How to fix Windows crashes
Here are some easy-to-follow methods that should help you solve the Robocode debug eclipse issue.
How does Robocode work?
Robocode is a game about programming where one main tank robot fights other robots on the battlefield. Instead, the player must set up the AI of the robot, teach it how to behave and track the events taking place in the Got A Problem arena. Battles take place in real time and on the screen.
This page describes how to use the Eclipse IDE to debug some robots.

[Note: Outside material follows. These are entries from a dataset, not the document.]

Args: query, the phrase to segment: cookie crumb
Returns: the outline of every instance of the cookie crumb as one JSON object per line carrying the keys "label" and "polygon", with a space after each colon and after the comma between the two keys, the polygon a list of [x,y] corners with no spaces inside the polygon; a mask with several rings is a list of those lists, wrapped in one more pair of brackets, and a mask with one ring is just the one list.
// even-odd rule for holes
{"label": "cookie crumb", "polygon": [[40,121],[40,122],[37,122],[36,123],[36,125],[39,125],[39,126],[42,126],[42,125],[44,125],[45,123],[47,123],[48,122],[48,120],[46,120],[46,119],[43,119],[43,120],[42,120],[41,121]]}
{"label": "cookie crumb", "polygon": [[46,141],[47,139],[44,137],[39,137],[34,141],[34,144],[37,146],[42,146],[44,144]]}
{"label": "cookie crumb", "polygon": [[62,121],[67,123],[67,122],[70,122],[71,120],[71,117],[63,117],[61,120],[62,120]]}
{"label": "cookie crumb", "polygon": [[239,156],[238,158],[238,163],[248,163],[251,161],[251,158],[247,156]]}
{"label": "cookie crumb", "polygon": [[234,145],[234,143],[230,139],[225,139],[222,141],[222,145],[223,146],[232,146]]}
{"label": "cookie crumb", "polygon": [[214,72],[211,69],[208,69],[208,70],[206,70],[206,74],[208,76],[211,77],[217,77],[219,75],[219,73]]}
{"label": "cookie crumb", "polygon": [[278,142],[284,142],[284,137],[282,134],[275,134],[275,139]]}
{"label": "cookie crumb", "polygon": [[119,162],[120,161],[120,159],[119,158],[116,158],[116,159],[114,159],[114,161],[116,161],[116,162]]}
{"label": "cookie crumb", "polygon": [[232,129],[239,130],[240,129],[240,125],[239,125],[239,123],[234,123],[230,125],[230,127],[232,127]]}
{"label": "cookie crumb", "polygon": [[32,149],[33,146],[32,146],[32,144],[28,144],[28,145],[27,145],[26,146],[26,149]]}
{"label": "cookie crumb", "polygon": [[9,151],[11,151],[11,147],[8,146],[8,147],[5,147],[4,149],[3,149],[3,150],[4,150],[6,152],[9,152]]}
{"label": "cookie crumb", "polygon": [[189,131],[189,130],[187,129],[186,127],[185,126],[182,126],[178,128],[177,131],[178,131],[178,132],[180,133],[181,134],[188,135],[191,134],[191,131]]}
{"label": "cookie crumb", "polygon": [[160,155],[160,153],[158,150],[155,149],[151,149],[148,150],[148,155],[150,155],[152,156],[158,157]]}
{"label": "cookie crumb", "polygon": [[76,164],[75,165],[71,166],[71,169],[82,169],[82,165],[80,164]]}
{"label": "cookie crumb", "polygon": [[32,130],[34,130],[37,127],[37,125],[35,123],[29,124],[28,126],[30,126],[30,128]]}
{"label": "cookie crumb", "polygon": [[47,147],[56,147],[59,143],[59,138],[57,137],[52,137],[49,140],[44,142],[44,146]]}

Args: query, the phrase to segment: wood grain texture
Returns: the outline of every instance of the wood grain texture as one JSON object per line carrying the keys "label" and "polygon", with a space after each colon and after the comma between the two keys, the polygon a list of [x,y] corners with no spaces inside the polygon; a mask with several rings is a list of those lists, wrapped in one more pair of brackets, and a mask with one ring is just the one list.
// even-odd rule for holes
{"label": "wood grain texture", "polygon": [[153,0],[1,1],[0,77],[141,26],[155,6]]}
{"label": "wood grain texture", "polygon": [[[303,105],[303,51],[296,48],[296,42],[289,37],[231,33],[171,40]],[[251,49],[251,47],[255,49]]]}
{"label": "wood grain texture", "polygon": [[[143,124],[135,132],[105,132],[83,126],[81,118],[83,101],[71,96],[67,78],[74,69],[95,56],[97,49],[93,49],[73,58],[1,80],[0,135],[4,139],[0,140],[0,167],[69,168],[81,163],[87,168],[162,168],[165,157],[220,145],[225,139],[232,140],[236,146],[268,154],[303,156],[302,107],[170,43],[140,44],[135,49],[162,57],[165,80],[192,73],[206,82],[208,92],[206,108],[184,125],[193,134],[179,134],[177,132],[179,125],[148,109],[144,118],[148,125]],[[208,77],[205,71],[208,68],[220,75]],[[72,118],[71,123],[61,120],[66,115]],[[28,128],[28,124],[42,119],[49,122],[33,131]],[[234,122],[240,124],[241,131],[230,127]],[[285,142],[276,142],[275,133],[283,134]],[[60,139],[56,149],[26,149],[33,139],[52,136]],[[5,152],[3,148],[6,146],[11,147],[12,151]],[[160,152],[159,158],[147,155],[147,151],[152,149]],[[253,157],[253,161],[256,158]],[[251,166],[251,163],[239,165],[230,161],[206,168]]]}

Debugging The Robot With Eclipse
How do I debug robocode?
Open Robocode.Open Visual Studio next to the bot solution.Add breakpoints to the source code of this particular robot.From the Visual Studio menu, select Debug -> Attach to Process.Start a new massive battle in Robocode by pressing Ctrl+N and/or selecting Battle -> New from this menu.
In some situations, you may want to debug your bot by pressing Enter (e.g. points, conditional breakpoints), going through coverages and codes, and watching some of your variable values change during Executing code, or just checking to see if an event handler is being called often.
Before you can start debugging with Eclipse, you must allow your program to run from within Eclipse. So if you’ve never set up your project to run a bot from Eclipse before, you’ll need to do so before clients can continue debugging.
Note. You also need to add –
Ddebug=true to some of the VM arguments. This will no doubt slow down your robocode a bit, but if this flag is incomplete, the robocode will crash when it hits the breakpoint.
In the following study, we first set a breakpoint in the robot’s
run() mode line. In this situation, a bot is simply a bot in which each team performs exactly one given move before parsing the next one.
Right-click on the source editor field until a fancy context menu appears where your company can select “Toggle Breakpoint”.
When this breakpoint is set, a blue blip will appear next to the path breakpoint at the beginning Bud.
Your debugging, when you click the “Debug” button, looks like “error” and selects your run configuration. Alternatively, you can often just click the “Debug” button, which will start debugging from your last current boot configuration, which appears to have started.
After launching Robocode, launch your robot by selecting New from the Battle menu or using the keyboard shortcut Ctrl+N. Then customize your robot and maybe some enemy robots, click and start the fight.
How do I run robocode?
In Netbeans, you prefer “Run”.Create a new fight in Robocode.In your current list of bots, your bot should appear immediately.Choose your robot and start the fight!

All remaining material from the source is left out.